Anna’s story, exactly how she sent it to us

Another child of immigrant origins that has gone to Greek school and graduated Greek University but still has no access to the labor market in her studies sector, not because she does not have the necessary skills, but because she does not have the Greek citizenship.

“I am Anna from Thessaloniki, I come from Albania and I have been living in Greece for 18 years more or less. I finished Greek school like most of immigrant’s children, and besides that, I graduated from the Department of Literature at the Aristotle University of Thessaloniki. I haven’t acquired yet the Greek citizenship and here lies my ”special’ problem, which, as you will come to understand, doesn’t concern only me but a large quota of children of immigrant origin too!

Specifically, last November, while I was searching for a work in various schools I was informed that if someone wants to work at a tutoring center, he should have first a teacher license. So I went to the Directorate of Secondary Education and there they told me that this authorization procedure is a responsibility of the National Organization for the Certification of Qualifications and Vocational Guidance. Later, when I called in the Organization to find out what documents are needed, I was taken by surprise when they told me that the procedure concerns only Greek citizens and citizens of the European Union member states. When I asked them if this case is only for Greek Literature, they told me that this concerns all the graduates of Professor Departments! Meaning that for all of us who have graduated from a Greek University in the sections of Philosophy, Mathematics, Chemistry, Physics, Biology and Foreign languages, and who haven’t yet managed to obtain the Greek citizenship, we are not able to teach neither to public schools nor to tutoring centers. I would also like to add that we have no access in private schools either.

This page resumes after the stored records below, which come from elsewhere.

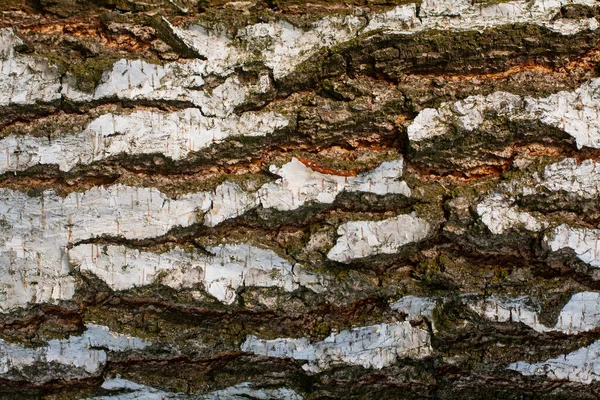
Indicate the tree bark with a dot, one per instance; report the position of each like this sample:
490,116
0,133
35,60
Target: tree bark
204,199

Regarding the third country citizens – meaning us – they told me that we should address to the Ministry of Education and later when I called the Ministry, I was told that a third-country citizen is able to teach only foreign languages in Greece and this under the following odd conditions: First, he has to find the tutoring center that will recruit him – in contrast with the process that is concerning the native Greeks- then undergo some examinations to certify his health (this concerns Greeks too), he should be married to a Greek citizen and in the tutoring center he will be working, there should be at least 10 Greeks working there also. Meaning that the following quota should be applied according to the law: 1 foreigner between 10 Greeks, two foreigners between 20 Greeks! And if they are not married to a Greek citizen, they should have a degree in the Foreign national language by the corresponding country, ie English in England, German in Germany, etc.”